In 1982 Alain Connes gave the construction of a KK-element $f! \in KK(C(X), C(Y))$ that "witnesses" the fiber integration/Gysin/Umkehr/wrong-way map on topological $K$-theory along a K-orientable map of compact manifolds $f : X \to Y$ by post-composition with $f!$ in KK-theory (and thus generalizes the construction to KK-classes). Later Connes with Skandalis, and then Hilsum and Skandalis generalized this to KK-theory witnesses for pushforward along maps of foliations, hence for (the groupoid convolution algebras of) their homotopy Lie groupoids. More recently Rouse and Wang further generalized this to the twisted case. These references that I am aware of are listed here.

This work suggests an evident **question**:

To which extent can we make sense of K-orientability of functors $f \colon (\mathcal{X},\phi_1) \to (\mathcal{Y}, \phi_2)$ between differentiable stacks equipped with twisting circle 2-bundles/bundle gerbes $\phi_i$, such that there are such push-forward KK-witnesses

$f ! \in KK ( C^\ast(\mathcal{X}, \phi_1), C^\ast(\mathcal{Y}, \phi_2) )$

in the KK-classes between the corresponding twisted groupoid convolution algebras?

Is there any work in this direction, beyond the above references?

For instance with such a more general formulation it would be interesting to see if given a map between Lie groupoids with twists which is not K-orientable, that there is a weakly equivalent replacement with other twists that is, thus accounting for twist-change along non-K-orientable maps.

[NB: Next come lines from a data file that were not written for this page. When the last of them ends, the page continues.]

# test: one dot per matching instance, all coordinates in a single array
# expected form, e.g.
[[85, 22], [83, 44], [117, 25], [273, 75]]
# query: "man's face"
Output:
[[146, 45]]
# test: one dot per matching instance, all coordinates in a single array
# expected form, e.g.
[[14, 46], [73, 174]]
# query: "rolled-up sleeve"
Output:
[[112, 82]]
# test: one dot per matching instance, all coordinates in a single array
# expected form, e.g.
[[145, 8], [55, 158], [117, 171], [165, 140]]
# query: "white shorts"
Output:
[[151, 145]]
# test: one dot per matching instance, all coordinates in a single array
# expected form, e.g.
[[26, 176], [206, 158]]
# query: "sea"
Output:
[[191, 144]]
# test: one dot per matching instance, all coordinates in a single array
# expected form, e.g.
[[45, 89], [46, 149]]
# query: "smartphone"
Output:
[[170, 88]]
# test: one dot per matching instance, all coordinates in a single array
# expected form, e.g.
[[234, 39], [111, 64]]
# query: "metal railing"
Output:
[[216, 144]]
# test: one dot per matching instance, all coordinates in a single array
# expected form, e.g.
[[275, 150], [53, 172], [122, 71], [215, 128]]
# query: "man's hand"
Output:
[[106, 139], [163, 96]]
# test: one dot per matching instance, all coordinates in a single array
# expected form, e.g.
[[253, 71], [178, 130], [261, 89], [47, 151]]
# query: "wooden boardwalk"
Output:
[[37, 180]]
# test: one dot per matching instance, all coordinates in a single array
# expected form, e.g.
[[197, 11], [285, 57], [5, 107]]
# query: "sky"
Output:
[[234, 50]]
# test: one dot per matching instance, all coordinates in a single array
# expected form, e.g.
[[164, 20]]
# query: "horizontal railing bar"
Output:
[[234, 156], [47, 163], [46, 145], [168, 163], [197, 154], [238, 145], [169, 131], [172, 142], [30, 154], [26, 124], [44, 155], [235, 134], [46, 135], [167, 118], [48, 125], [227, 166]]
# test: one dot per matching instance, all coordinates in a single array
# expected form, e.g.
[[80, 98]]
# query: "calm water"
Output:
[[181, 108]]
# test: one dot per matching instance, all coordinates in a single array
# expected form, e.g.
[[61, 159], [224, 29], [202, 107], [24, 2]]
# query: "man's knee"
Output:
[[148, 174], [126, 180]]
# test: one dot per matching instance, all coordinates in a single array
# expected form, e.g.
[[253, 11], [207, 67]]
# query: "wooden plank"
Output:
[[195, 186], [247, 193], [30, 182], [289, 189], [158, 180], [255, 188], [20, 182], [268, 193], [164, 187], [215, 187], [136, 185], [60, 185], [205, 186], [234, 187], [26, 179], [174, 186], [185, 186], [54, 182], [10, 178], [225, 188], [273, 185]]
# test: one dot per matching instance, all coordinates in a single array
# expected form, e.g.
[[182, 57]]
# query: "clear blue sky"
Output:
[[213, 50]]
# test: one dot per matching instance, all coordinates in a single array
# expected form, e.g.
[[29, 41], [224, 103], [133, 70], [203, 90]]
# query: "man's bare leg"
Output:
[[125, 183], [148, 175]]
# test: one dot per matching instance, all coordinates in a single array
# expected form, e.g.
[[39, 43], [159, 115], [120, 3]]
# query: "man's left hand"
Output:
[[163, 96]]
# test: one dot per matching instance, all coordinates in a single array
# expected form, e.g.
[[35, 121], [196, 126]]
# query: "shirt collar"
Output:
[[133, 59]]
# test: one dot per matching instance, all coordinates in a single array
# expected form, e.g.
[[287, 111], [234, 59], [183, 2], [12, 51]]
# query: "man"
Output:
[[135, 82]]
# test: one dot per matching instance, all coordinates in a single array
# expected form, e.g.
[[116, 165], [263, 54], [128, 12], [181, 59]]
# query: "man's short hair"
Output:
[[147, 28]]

I am aware of the work of Brodzki, Mathai, Rosenberg, Szabo (also listed behind the above link) which gives a general but purely algebraic formulation. So maybe alternatively I am asking if there is any work on how to detect on maps of twisted differentiable stacks the corresponding algebraic conditions under the operation of forming twisted groupoid convolution algebras.